Re: [PATCH v4 0/6] nfsd: overhaul the client name tracking code

Jeff Layton <jlayton@xxxxxxxxxx> · Wed, 25 Jan 2012 15:23:56 -0500

On Wed, 25 Jan 2012 13:55:29 -0500
"J. Bruce Fields" <bfields@xxxxxxxxxxxx> wrote:

> On Wed, Jan 25, 2012 at 12:41:27PM -0500, Chuck Lever wrote:
> > If SETCLIENTID returns a unique clientid4 that a client hasn't seen from other servers, the client knows that's a unique server instance which must be recovered separately after a reboot.
> 
> Hm, but does it have to do the recovery with that server?
> 
> And if so, then how does that fit with failover?
> 
> I mean, suppose the whole cluster is rebooted.  From the client's point
> of view, its server becomes unresponsive.  So it should probably start
> pinging the replicas to see if another one's up.  The first server it
> gets a response from won't necessarily be the one it was using before.
> What happens next?
> 
> --b.

Perhaps this will articulate the problem better:

Suppose we have a cluster of two machines (node1 and node2) and they
both serve out two exports (/exp1 and /exp2). A client mounts /exp1
from node1 and /exp2 from node2. Furthermore, let's assume that the
client sends the same name string to both hosts in the SETCLIENTID call.

Now, there's a network partition such that the client cannot talk to
node2 anymore, but can talk to node1. node2 expires the client and
tries to remove its record from stable storage...but we can't allow the
record to be purged since we need to keep the record around for node1.
So, we need to ensure that both nodes have their own record.

Fine, so let's assume that we tie that record to a "nodeid" or
something specific to the physical host.
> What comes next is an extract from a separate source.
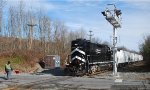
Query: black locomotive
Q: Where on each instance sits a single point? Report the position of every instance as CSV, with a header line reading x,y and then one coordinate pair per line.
x,y
88,57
Now, let's suppose there's a
cluster-wide reboot and the network partition is repaired. The client
decides on its own to migrate all of its mounts to node1. But, we
can't allow it to reclaim the locks /exp2. So maybe we need to track
the nfs_client_id4 on a per-node+per_fs basis...

Don't worry, it gets worse...suppose we end up with the mounting
subdirectories of the same mount from different hosts (say,
node1:/exp2/dir1 node2:/exp2/dir2 -- it's pathological, but there's no
reason you couldn't do that). Now, it's not even sufficient to track
this info on a per-node + per-fs basis...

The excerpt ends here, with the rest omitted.